Wednesday, April 04, 2018

ART-MAP catalog Braga 2017



It is in the hot and promising summer of 2017 that ART-MAP invaded the bi-millennial city and opened the wings in a peculiar and creative way of recalling, trough na ambitious project of visual arts, one of its most golden periods The BAROQUE. Answering the challenge launched by the curator Madina Ziganshina, the Municipality could not fail to associate and presented to Braga a large demonstration in spaces which are so dearing to our citizens and intriguing for visitors. The works and the artists, despite being so diverse in their life experiences and in ways of their creative expression, responded the cal to THINK BAROQUE.

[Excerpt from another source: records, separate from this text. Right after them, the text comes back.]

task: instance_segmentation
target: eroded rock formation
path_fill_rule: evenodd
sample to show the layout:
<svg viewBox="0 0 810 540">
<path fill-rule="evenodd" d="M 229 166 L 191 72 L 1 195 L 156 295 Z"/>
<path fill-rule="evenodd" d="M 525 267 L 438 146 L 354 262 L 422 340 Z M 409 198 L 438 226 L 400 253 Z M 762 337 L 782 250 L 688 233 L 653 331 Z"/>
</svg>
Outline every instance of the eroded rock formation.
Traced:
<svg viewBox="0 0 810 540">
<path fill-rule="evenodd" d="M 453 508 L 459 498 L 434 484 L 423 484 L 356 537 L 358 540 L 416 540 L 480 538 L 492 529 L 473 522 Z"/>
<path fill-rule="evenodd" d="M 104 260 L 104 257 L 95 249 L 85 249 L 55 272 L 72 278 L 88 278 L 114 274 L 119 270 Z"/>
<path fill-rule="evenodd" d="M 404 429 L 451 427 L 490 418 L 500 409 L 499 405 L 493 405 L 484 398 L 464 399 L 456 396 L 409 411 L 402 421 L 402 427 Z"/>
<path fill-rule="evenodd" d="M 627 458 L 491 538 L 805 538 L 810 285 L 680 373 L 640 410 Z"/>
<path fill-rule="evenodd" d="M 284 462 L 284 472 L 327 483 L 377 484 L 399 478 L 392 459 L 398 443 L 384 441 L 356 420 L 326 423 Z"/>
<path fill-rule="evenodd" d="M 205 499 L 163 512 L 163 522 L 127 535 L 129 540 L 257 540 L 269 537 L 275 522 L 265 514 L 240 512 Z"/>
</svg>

What pleased me about this initiative, was the unexpected notion in this original approach of the relationship between history and art during this unique event. Involvement of sufficiently well-known names and of emerging artists, attracted not only the audience directly interested in such specific genre of artistic intervention, but also invited the general public, who entered for the first time in some of these spaces to contact new artistic conceptions and innovative perspectives. Due to audacity and willingness, one more challenge, which aimed for the valorisation of contemporary art, the preservation and knowledge of history and monuments and in promotion of cultural and tourism of our territory, was accepted.